My own family is not fully Persian. My mother’s father is Azeri, a Turkic people who live mainly in the Republic of Azerbaijan and the Iranian region of Azerbaijan. My maternal grandfather grew up speaking Azeri at home, and learning Farsi at school. I do not know any Azeri, though I have been surrounded by pieces of Azerbaijani culture my whole life. Every Nowruz (Iranian New Year), my mother plays Azeri music and watches old films. My identifying as “Persian” over “Iranian” is dismissing my grandfather’s identity—he certainly never referred to himself as Persian.

As with most things pertaining to modern-day Iran, there’s a complicated history that has led to the Persian language being the only language taught in schools. Today ethnic minorities are treated as second-class citizens with limited rights and strict laws that keep them from dressing in traditional garments, and many historical monuments have been destroyed.

The Pahlavi dynasty, the last ruling house of Iran before the Iranian Revolution of 1979, was committed to building a more modernized Iran and credited by many for nationalizing the Persian language and culture. Under their rule, a national ban against minority languages spoken in schools was implemented and separatist movements were effectively suppressed.

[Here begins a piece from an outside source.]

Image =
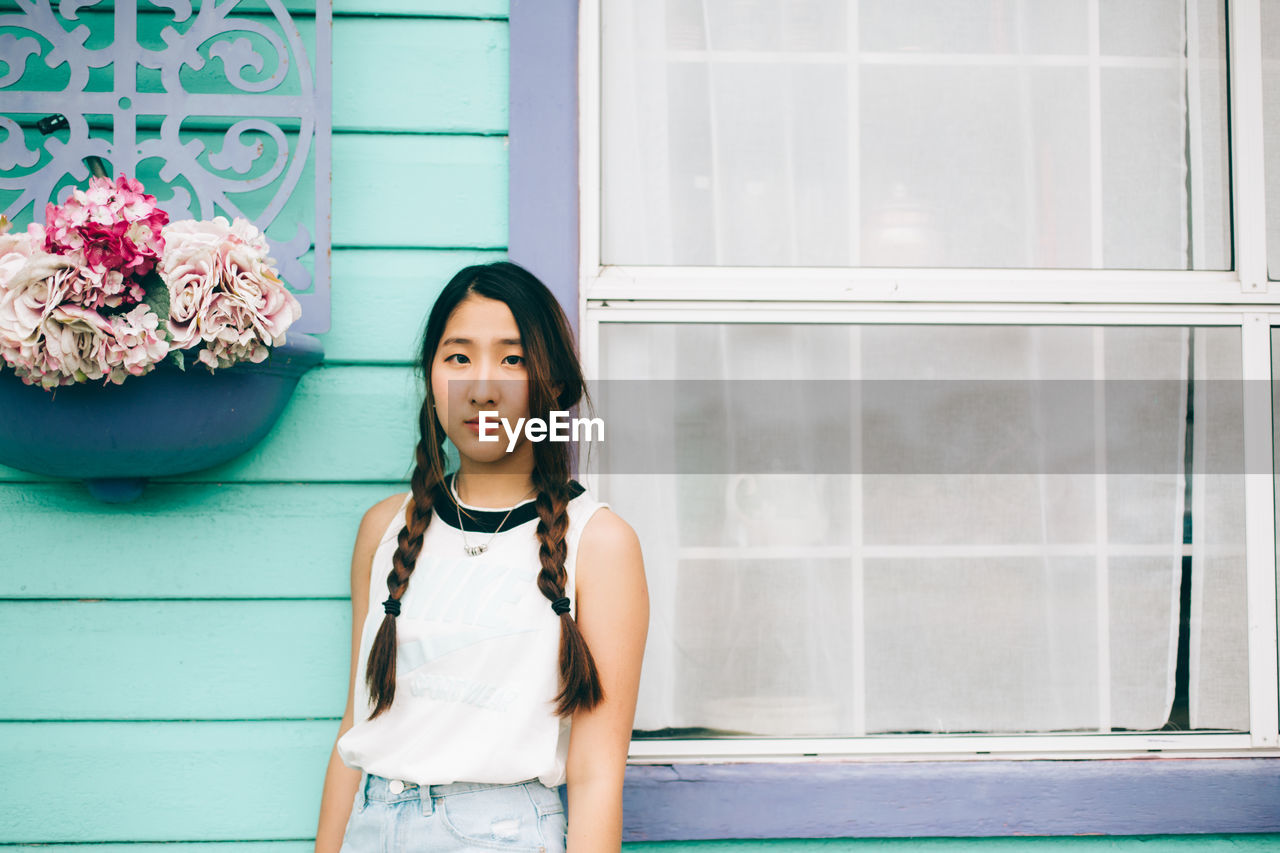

The Pahlavi dynasty draws up different emotions for different people. For many middle class and wealthy Persian- Iranians it was a time of important Western-infuenced reforms that allowed women to enter universities and allowed Iran to be recognized as a cultural centre by the world. Many Iranians who live in the Western diaspora—many of whom came from wealthy families—remember a more peaceful and secular Iran.

My grandfather did not have this memory of the Shah. He remembered strict laws that kept Azeri customs away from the public eye, and a forceful hand against anyone who protested the treatment. Iran is not perfect, and the Persian identity is not either. In engaging with a more nuanced understanding of Iranian identity I challenge those of us presently living in the West to move away from white-washing.